Divorce can be a tumultuous process in New Jersey, especially when two people cannot see eye-to-eye on how best to split their assets. It is for this reason that postnuptial agreements are drawing more attention these days. A postnuptial agreement is a contract that two people sign after becoming married; the contract spells out their financial obligations and rights if they end up getting a divorce.
Postnuptial agreements are like prenuptial agreements except that prenuptial agreements are entered into before marriage, at a time when two people are not financially obligated to each other. The benefit of a postnuptial agreement is that, since it settles financial questions, it gives two married people freedom to deal with messier issues that may be undermining their marriage.
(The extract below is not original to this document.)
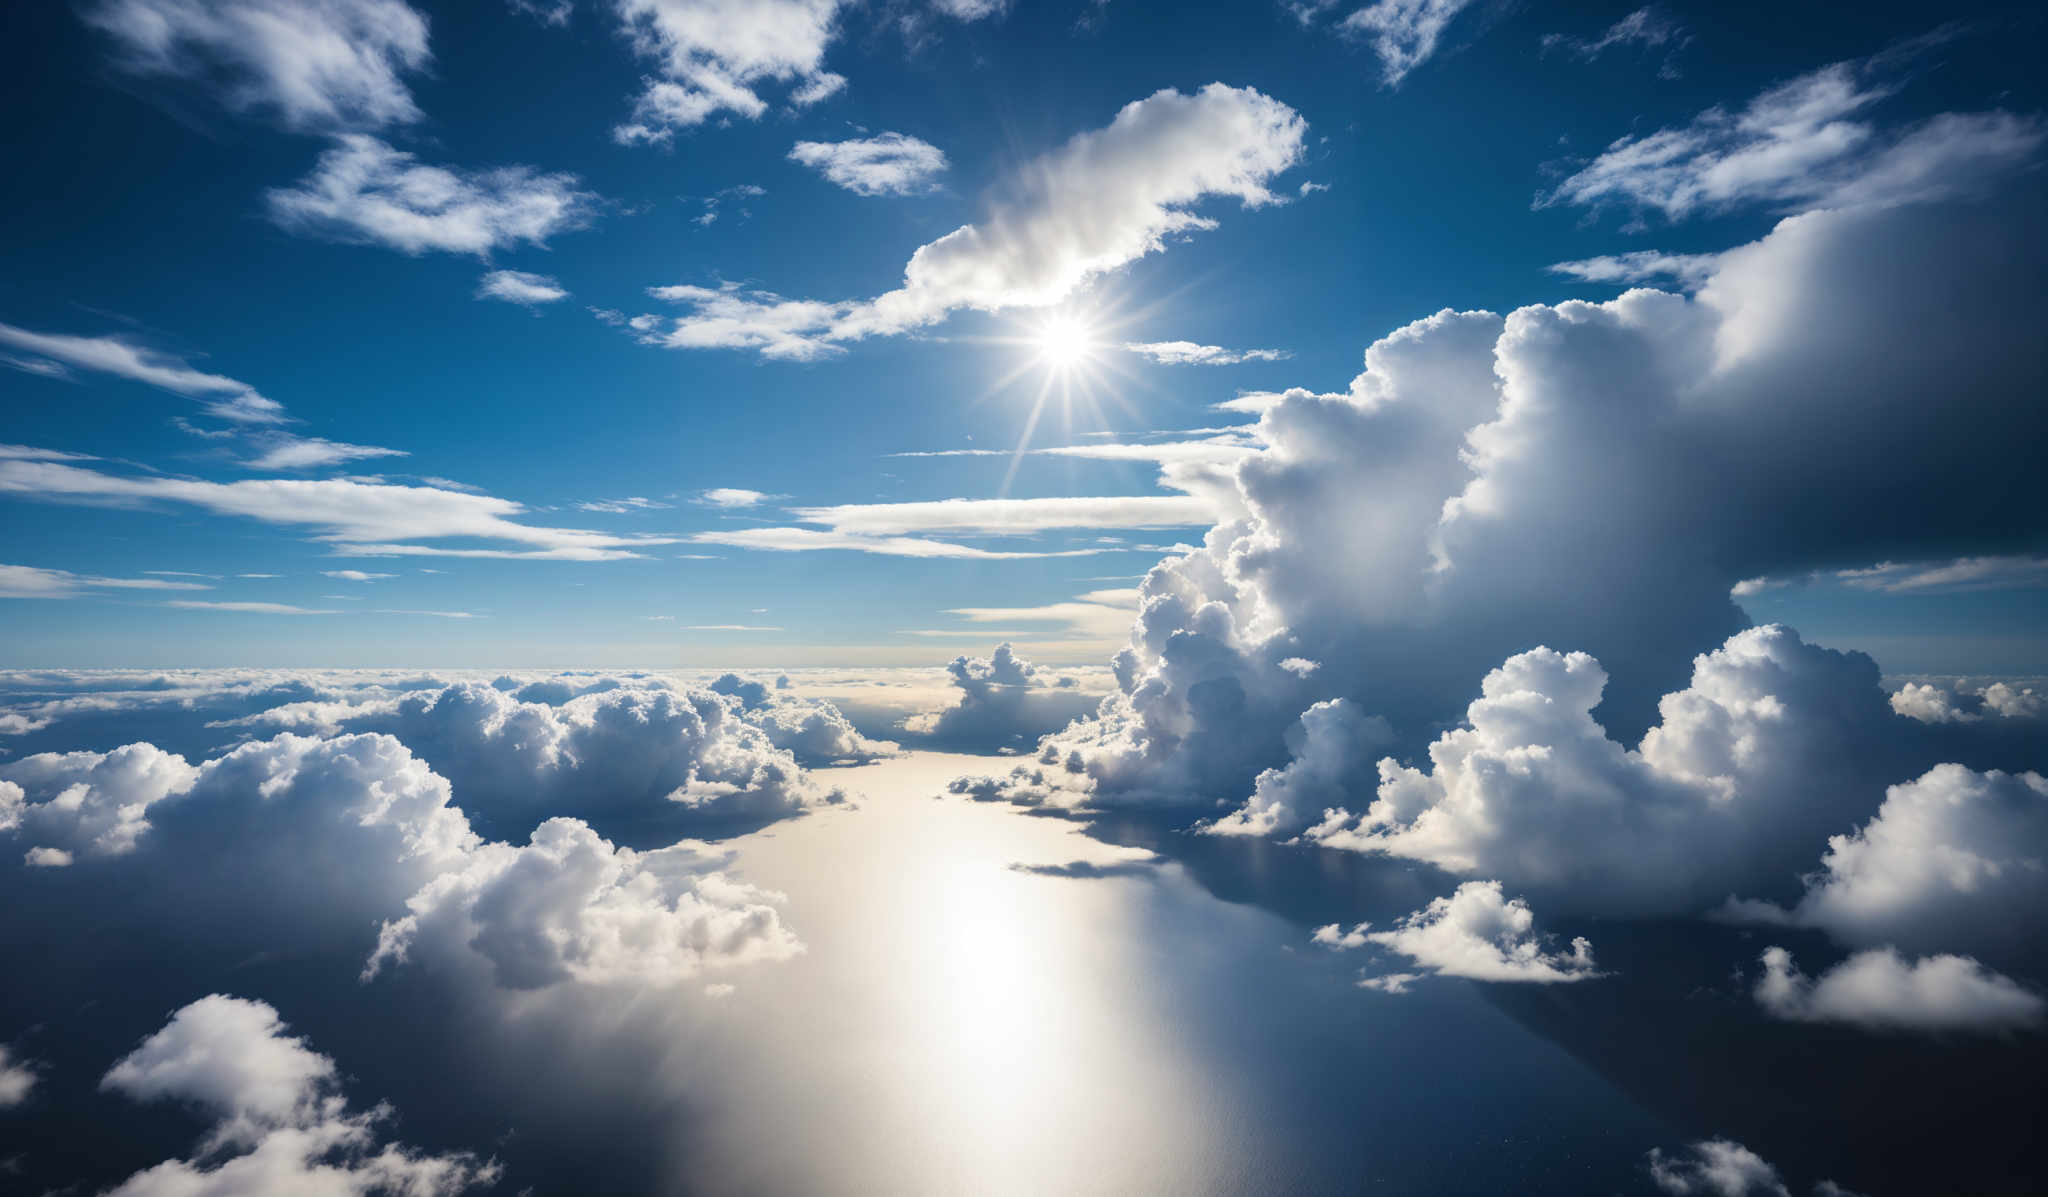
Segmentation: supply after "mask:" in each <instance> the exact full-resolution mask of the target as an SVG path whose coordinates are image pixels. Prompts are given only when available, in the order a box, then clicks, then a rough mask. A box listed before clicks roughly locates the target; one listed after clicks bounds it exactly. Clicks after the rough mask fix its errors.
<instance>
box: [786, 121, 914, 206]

For instance, in the event that one spouse suffers mental illness or engages in infidelity, the family does not have to focus on issues such as the division of assets, parental access and custody, or child support; instead, they can concentrate on repairing any damage done to the family as a result of the infidelity or mental illness.
In order for a postnuptial agreement to be able to be enforced, it must be entered into voluntarily. In addition, it cannot be totally unfair. It also has to be the result of accurate and full disclosure by both parties regarding their incomes, liabilities and assets.
Even if a couple in New Jersey never entered into a postnuptial agreement, they can still avoid litigation if they decide to get divorced. Divorce mediation allows couples to resolve matters such as asset distribution without involving the court. In such a situation, both parties have the right to seek a settlement that is fair and in their own best interests.